Os dados obtidos nas análises bioquímicas estão apresentados na forma de média seguida pelo respectivo desvio-padrão. Para comparação destes valores, foram utilizados como valores de referência os dados apresentados na Tabela 1. Com relação ao teste fitoquímico de triagem para presença de saponinas, somente foi considerado como positivo se ocorreu formação de espuma na água e lise dos eritrócitos.

Tabela 1
Atividades séricas de alanina aminotransferase (ALT), bilirrubina direta (BD), bilirrubina indireta (BI) e bilirrubina total (BT) em 29 bovinos, 13 eqüinos e um ovino acometidos naturalmente por fotossensibilização no Rio Grande do Norte. Estão apresentadas as médias seguidas pelo respectivo desvio-padrão.

Nas 17 propriedades visitadas foram examinados 512 bovinos, 62 eqüinos e 210 ovinos, dos quais 29 (5,7%), 13 (21,0%) e um (0,5%) deles, respectivamente, apresentavam sinais clínicos de fotossensibilização. Desta forma, podemos observar que as espécies mais afetadas são a eqüina e a bovina, e menos freqüentemente a ovina. Em 88% das propriedades existiam bovinos e eqüinos e em 31% existiam pequenos ruminantes. Todos os proprietários mencionaram já terem visto casos de fotossensibilização anteriormente nas espécies citadas e, também, em caprinos e asininos. A idade dos bovinos acometidos variou de 8 meses até 20 anos; nos eqüinos esta variação ficou concentrada entre os 8 meses e 12 anos, enquanto que o ovino avaliado no estudo possuía 3 anos, o que demonstra que não há variação na susceptibilidade entre as diferentes faixas etárias. Todos os entrevistados mencionaram a ocorrência da fotossensibilização no período das chuvas (considerado como inverno na região, geralmente entre fevereiro e junho), com piora clínica na época do final deste período (maio e junho) e/ou quando era feita a troca de pastos. Assim, podemos verificar que há uma sazonalidade na ocorrência da doença.
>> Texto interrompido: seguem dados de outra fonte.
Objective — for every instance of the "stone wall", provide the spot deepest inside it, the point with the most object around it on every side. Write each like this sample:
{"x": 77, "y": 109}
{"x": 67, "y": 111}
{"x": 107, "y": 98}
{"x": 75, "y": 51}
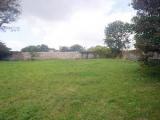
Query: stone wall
{"x": 44, "y": 55}
{"x": 50, "y": 55}
{"x": 131, "y": 55}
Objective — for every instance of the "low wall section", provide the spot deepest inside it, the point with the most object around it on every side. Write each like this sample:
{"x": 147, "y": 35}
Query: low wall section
{"x": 45, "y": 55}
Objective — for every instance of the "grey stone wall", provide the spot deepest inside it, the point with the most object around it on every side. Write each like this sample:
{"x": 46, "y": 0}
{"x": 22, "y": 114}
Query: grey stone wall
{"x": 45, "y": 55}
{"x": 131, "y": 55}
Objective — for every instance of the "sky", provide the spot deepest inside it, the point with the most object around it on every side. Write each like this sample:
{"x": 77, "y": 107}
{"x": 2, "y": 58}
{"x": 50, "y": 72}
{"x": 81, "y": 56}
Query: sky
{"x": 65, "y": 22}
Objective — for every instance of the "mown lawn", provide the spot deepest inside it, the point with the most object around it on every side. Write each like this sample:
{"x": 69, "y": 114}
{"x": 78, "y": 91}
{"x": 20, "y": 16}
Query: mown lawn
{"x": 77, "y": 90}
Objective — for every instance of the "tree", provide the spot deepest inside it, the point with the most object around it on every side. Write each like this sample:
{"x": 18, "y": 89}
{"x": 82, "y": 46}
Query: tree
{"x": 9, "y": 11}
{"x": 102, "y": 51}
{"x": 147, "y": 27}
{"x": 77, "y": 48}
{"x": 64, "y": 49}
{"x": 117, "y": 36}
{"x": 4, "y": 51}
{"x": 38, "y": 48}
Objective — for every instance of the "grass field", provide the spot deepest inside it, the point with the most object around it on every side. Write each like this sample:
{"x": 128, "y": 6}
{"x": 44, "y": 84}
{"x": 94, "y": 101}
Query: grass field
{"x": 77, "y": 90}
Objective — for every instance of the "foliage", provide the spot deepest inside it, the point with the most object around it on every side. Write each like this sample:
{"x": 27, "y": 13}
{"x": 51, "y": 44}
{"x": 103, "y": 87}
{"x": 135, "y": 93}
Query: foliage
{"x": 102, "y": 51}
{"x": 4, "y": 51}
{"x": 117, "y": 36}
{"x": 9, "y": 11}
{"x": 77, "y": 90}
{"x": 147, "y": 27}
{"x": 38, "y": 48}
{"x": 77, "y": 48}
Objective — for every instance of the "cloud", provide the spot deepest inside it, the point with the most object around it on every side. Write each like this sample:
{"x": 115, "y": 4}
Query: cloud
{"x": 66, "y": 22}
{"x": 58, "y": 9}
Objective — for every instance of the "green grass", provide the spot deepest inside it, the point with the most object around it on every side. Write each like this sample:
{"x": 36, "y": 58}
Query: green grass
{"x": 77, "y": 90}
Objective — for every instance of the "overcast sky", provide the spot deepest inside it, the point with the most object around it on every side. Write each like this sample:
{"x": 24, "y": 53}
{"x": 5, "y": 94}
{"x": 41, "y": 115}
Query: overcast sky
{"x": 65, "y": 22}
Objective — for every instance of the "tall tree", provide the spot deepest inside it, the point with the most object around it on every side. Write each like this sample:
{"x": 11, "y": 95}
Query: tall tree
{"x": 4, "y": 51}
{"x": 147, "y": 26}
{"x": 117, "y": 36}
{"x": 9, "y": 11}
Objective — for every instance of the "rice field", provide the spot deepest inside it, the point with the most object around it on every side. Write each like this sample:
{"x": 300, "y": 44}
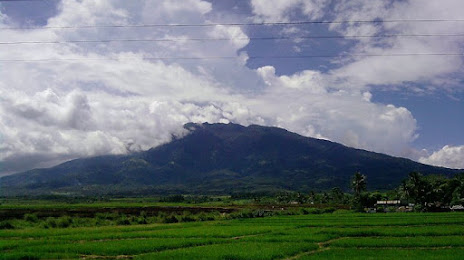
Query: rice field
{"x": 325, "y": 236}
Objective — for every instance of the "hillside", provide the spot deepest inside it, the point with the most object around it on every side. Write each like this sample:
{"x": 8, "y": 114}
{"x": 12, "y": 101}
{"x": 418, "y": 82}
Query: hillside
{"x": 220, "y": 159}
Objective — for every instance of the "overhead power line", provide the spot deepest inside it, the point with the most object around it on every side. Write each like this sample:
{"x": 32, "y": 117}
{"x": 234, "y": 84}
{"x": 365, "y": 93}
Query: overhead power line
{"x": 236, "y": 57}
{"x": 235, "y": 24}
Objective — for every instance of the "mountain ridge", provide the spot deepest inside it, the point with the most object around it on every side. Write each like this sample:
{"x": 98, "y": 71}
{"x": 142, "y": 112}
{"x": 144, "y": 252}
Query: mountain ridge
{"x": 221, "y": 159}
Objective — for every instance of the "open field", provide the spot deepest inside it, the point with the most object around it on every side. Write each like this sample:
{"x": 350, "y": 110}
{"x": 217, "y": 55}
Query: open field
{"x": 332, "y": 236}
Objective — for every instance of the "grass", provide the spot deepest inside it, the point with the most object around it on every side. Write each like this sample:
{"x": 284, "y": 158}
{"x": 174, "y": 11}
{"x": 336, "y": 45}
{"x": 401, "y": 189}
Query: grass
{"x": 324, "y": 236}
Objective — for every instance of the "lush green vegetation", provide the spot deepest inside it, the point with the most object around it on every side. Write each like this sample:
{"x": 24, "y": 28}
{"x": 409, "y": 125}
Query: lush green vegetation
{"x": 313, "y": 236}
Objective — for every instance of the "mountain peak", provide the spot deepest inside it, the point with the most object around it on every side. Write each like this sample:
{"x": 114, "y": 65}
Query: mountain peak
{"x": 221, "y": 159}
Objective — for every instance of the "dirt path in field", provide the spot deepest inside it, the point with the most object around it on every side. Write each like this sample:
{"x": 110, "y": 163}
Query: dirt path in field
{"x": 322, "y": 247}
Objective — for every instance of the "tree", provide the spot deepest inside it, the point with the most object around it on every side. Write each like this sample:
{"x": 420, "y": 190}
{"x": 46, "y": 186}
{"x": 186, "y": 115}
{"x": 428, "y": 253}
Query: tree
{"x": 358, "y": 183}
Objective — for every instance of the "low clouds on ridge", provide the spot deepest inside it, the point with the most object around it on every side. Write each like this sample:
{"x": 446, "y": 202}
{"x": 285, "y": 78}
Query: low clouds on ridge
{"x": 111, "y": 100}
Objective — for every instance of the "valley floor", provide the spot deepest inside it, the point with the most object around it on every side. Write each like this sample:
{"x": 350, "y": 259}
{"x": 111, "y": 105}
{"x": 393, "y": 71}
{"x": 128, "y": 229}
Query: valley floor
{"x": 326, "y": 236}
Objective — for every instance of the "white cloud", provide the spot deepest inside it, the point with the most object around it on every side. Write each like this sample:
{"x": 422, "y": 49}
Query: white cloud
{"x": 381, "y": 70}
{"x": 110, "y": 99}
{"x": 303, "y": 103}
{"x": 278, "y": 11}
{"x": 448, "y": 156}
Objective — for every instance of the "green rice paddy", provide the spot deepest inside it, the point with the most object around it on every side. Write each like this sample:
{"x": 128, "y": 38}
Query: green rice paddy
{"x": 325, "y": 236}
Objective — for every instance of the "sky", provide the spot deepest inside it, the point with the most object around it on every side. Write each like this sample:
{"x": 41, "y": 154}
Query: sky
{"x": 62, "y": 99}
Nos bovinos, as lesões caracterizaram-se por áreas de inflamação restritas às partes despigmentadas da pele (principalmente nas regiões dorsal, perineal, face e membros), edema, aumento de temperatura local, sensibilidade ao toque (nas áreas mais acentuadamente inflamadas), com presença de crostas, secreção, necrose e, em alguns casos, desprendimento de camadas inteiras de pele. A icterícia estava presente naqueles animais em que o quadro clínico encontrava-se visivelmente mais agravado (38%). Outros sinais clínicos incluíram apatia (88%), inapetência (94%), abanar incessante da cauda (75%), lambedura compulsiva das lesões (75%) e fotofobia caracterizada por procura de abrigo (100%). Nos eqüinos examinados, o quadro clínico assemelhava-se quase que totalmente ao apresentado pelos bovinos, com apenas uma característica em particular: as lesões apresentavam-se difundidas por todo o corpo em cavalos com pelagem do tipo tordilho (41% dos casos), e localizadas naqueles que possuíam apenas algumas áreas do corpo com pele despigmentada (59%). O quadro clínico apresentado pelo ovino utilizado no estudo era também bastante semelhante ao dos bovinos, porém o mesmo, apresentava uma lesão em particular localizada na região dorsal que segundo o proprietário sempre reaparecia na época do inverno e não havia regressão da mesma apesar dos tratamentos adotados.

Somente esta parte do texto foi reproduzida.